Consider this brief rewrite from the novelist Kurt Vonnegut: As children we were taught to memorize [1492] … as the year people began living full and imaginative lives on the continent of North America. Actually, people had been living full and imaginative lives on the continent of America for hundreds of years before that. 1492 was simply the year sea pirates began to rob, cheat, and kill them.

The same revisionism should be applied to the story of our own national origin, with its noble assertion that all men are created equal. We all know the author of those words was an aristocrat who owned human beings, and that our founding documents were designed to safeguard this peculiar institution.

Slavery, in turn, was constructed upon another bad story that wealthy colonists began telling long before Thomas Jefferson came along. Poor people vastly outnumbered the rich: European immigrants, slaves, and indentured servants of European and African heritage. If these populations recognized their mutual economic interests and banded together—as they did during Bacon’s Rebellion, for instance—the ruling class was toast.

So landed settlers came up with the story of race, and specifically the concept of whiteness, which held that all European immigrants in the colonies, regardless of class, were bound by a pigmentary alliance that made them inherently superior to anyone with darker skin. This alliance didn’t make an indentured servant any less indentured. It merely granted them what W.E.B. Du Bois would later call the psychological wage of whiteness.

This bad story has proved remarkably resilient. It was what compelled poor Southern whites to fight and die in defense of slavery, an institution that crippled their own economic fortunes. It drove the atrocities of the Jim Crow laws, the domestic terrorism of groups such as the Ku Klux Klan, and the electoral ambitions of Dixiecrats and later the Republican Party, whose leaders adopted a Southern Strategy predicated on racial appeals to whites. Donald Trump tweaked his pitch to suit the era—swapping in illegal aliens and Muslims—but it was a familiar story, the one rich white Americans always tell less rich white Americans so that they’ll blame their loss of status and security on people of color.

As I struggled to make sense of the 2016 election, my mind kept spiraling back to one particular scene in American literature: Ahab, perched upon the quarterdeck of the Pequod, a grand, ungodly, god-like man with a prosthetic leg fashioned from a whale’s jawbone. The captain has come to announce the true nature of his mission, which is not economic in nature but deeply personal. He seeks revenge against the leviathan that maimed him and exhorts his crew with a soliloquy Trumpian in pitch if not diction.
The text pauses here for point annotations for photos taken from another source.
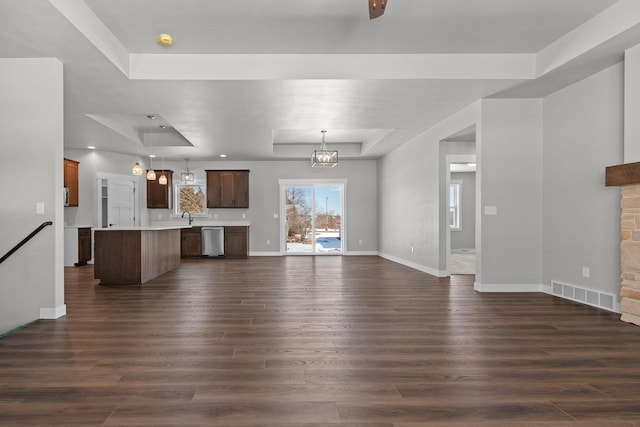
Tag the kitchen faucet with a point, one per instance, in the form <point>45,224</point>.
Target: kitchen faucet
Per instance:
<point>190,218</point>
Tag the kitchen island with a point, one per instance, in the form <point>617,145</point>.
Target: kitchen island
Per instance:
<point>135,255</point>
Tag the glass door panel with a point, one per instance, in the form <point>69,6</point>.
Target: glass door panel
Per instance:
<point>328,218</point>
<point>299,221</point>
<point>313,222</point>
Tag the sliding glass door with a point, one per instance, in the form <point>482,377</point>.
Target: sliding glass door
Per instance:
<point>313,218</point>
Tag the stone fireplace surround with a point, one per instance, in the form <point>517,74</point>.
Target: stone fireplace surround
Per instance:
<point>627,176</point>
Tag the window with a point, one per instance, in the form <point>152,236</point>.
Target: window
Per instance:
<point>190,197</point>
<point>454,205</point>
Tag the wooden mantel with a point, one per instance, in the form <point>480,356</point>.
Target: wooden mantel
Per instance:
<point>619,175</point>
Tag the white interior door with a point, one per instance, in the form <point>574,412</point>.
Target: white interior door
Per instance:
<point>121,203</point>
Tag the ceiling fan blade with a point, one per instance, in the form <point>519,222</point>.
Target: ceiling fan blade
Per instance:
<point>377,8</point>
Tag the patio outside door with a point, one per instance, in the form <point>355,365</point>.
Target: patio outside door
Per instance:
<point>313,218</point>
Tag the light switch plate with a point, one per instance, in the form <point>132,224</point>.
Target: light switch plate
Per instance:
<point>491,210</point>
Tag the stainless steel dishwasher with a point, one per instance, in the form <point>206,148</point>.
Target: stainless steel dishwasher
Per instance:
<point>213,241</point>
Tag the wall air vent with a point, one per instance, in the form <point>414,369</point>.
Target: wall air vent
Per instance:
<point>585,296</point>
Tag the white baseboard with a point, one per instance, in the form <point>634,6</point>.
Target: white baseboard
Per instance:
<point>414,265</point>
<point>265,254</point>
<point>361,253</point>
<point>53,313</point>
<point>509,287</point>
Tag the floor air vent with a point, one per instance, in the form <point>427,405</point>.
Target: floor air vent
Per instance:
<point>586,296</point>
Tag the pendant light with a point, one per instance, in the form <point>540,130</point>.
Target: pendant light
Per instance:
<point>324,158</point>
<point>137,167</point>
<point>151,174</point>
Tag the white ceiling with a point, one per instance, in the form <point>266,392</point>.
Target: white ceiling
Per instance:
<point>257,79</point>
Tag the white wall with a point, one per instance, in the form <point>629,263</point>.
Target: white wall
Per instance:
<point>583,133</point>
<point>31,135</point>
<point>509,174</point>
<point>264,194</point>
<point>412,197</point>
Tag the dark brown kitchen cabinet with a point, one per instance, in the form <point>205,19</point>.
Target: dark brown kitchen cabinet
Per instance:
<point>159,196</point>
<point>84,245</point>
<point>227,189</point>
<point>236,242</point>
<point>190,242</point>
<point>71,180</point>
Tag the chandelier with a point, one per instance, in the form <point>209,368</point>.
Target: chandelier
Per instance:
<point>377,8</point>
<point>324,158</point>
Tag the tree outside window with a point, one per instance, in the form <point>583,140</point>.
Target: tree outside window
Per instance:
<point>191,198</point>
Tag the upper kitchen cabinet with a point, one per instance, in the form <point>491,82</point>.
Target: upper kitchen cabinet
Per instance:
<point>158,195</point>
<point>227,188</point>
<point>71,181</point>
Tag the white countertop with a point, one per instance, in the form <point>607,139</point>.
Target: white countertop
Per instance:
<point>203,223</point>
<point>145,228</point>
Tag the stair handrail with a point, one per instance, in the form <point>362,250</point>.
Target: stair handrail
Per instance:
<point>25,240</point>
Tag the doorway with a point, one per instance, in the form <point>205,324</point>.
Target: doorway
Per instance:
<point>312,215</point>
<point>461,204</point>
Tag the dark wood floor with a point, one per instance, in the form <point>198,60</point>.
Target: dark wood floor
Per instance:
<point>317,341</point>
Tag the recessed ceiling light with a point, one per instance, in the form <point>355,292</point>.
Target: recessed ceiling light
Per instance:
<point>165,39</point>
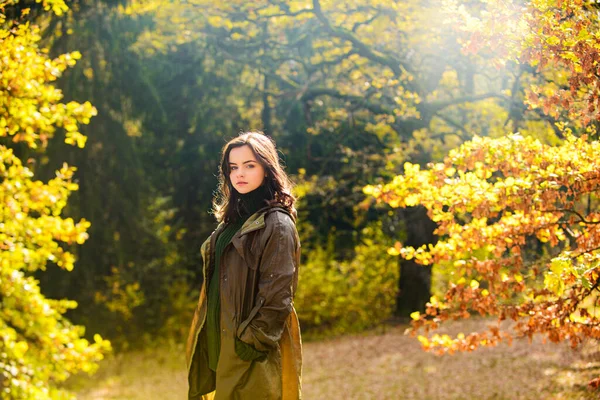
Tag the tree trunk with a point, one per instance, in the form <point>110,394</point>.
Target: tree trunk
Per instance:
<point>415,279</point>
All visible objects … are but pasteboard masks, Ahab roars. If man will strike, strike through the mask! How can the prisoner reach outside except by thrusting through the wall? To me, the white whale is that wall, shoved near to me. Sometimes I think there’s naught beyond. But ’tis enough. He tasks me; he heaps me; I see in him outrageous strength, with an inscrutable malice sinewing it. That inscrutable thing is chiefly what I hate; and be the white whale agent, or be the white whale principal, I will wreak that hate upon him. Talk not to me of blasphemy, man; I’d strike the sun if it insulted me.
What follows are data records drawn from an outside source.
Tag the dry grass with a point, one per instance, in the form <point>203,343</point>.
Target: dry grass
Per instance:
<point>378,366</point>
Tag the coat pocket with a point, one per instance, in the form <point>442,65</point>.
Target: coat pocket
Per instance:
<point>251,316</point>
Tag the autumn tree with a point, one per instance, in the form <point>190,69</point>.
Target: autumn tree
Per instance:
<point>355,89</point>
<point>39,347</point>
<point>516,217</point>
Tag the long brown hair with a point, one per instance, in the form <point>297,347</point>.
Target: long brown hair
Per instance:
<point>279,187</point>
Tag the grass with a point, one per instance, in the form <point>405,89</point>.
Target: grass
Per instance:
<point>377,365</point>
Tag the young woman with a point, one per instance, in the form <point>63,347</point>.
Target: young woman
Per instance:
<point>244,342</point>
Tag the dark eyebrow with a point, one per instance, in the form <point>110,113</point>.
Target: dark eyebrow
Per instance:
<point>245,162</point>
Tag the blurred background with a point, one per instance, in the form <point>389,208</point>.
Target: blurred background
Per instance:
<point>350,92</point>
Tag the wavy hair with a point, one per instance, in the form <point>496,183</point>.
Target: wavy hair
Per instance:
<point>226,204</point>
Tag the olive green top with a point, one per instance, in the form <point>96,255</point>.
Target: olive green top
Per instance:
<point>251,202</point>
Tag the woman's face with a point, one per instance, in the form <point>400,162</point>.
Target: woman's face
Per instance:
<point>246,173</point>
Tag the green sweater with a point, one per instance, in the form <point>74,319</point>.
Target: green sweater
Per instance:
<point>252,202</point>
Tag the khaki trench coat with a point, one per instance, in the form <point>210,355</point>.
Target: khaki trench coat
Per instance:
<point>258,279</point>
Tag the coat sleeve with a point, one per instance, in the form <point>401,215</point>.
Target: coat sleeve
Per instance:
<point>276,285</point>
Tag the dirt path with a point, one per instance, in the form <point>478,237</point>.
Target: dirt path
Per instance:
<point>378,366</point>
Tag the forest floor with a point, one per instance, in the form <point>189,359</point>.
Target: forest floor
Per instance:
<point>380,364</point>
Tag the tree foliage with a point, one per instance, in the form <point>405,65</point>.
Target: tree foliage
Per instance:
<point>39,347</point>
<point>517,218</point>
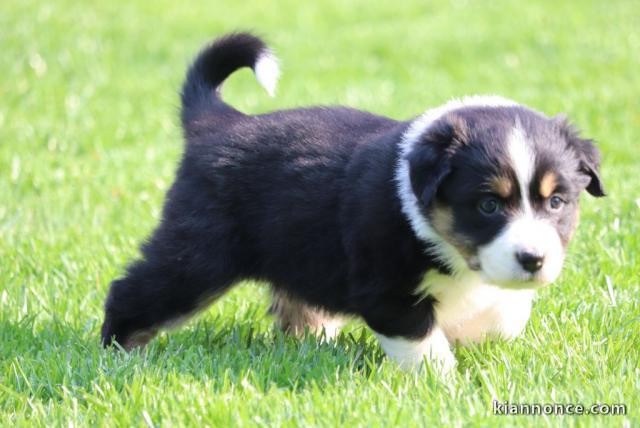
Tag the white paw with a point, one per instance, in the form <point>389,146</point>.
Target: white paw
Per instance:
<point>409,354</point>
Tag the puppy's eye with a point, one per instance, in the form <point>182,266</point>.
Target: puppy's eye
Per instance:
<point>556,203</point>
<point>489,206</point>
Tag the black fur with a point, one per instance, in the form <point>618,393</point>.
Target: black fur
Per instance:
<point>304,199</point>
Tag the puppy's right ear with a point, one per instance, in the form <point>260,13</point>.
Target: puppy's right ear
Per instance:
<point>430,158</point>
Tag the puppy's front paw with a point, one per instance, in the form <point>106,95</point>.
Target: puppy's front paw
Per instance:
<point>410,353</point>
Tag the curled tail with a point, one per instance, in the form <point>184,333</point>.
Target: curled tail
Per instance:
<point>201,89</point>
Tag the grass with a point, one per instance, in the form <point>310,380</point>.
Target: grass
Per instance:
<point>89,140</point>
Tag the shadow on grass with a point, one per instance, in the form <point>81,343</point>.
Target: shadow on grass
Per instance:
<point>42,358</point>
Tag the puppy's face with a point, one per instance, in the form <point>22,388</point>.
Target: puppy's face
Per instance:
<point>501,185</point>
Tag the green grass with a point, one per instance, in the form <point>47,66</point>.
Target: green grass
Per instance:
<point>89,141</point>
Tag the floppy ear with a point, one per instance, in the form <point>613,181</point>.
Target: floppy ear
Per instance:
<point>430,158</point>
<point>588,156</point>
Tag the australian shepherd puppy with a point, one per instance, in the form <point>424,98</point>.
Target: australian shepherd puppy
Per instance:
<point>433,231</point>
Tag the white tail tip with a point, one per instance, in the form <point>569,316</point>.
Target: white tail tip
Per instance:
<point>267,71</point>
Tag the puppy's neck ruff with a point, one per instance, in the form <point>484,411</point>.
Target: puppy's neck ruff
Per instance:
<point>444,252</point>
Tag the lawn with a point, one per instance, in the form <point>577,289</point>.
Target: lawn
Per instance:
<point>89,141</point>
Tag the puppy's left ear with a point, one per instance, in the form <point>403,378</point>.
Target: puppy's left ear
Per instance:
<point>430,158</point>
<point>588,156</point>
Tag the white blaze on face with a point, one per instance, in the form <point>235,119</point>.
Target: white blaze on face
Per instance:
<point>523,232</point>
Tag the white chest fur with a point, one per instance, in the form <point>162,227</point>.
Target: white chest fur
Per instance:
<point>469,310</point>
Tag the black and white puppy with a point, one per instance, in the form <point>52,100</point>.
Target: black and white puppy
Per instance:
<point>433,231</point>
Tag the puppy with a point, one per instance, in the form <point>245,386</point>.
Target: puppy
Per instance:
<point>433,231</point>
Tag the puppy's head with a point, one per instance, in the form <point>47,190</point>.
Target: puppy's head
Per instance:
<point>501,185</point>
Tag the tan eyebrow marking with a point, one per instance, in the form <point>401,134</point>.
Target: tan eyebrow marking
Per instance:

It is this volcanic sense of grievance that fuels Melville’s saga, that binds the crew of the Pequod—a coterie of races and temperaments, immigrants and exiles, one for each state of the union—to their leader. Ahab’s quenchless feud seemed mine, Ishmael tells us, rather helplessly. Who can blame the kid? Ahab is something like a natural force, a vortex of vindication as mighty as the beast he pursues. Not even the prophecies of his own mystical harpooner—who foresees the mission culminating in a hearse made of American wood—can moderate his impulses.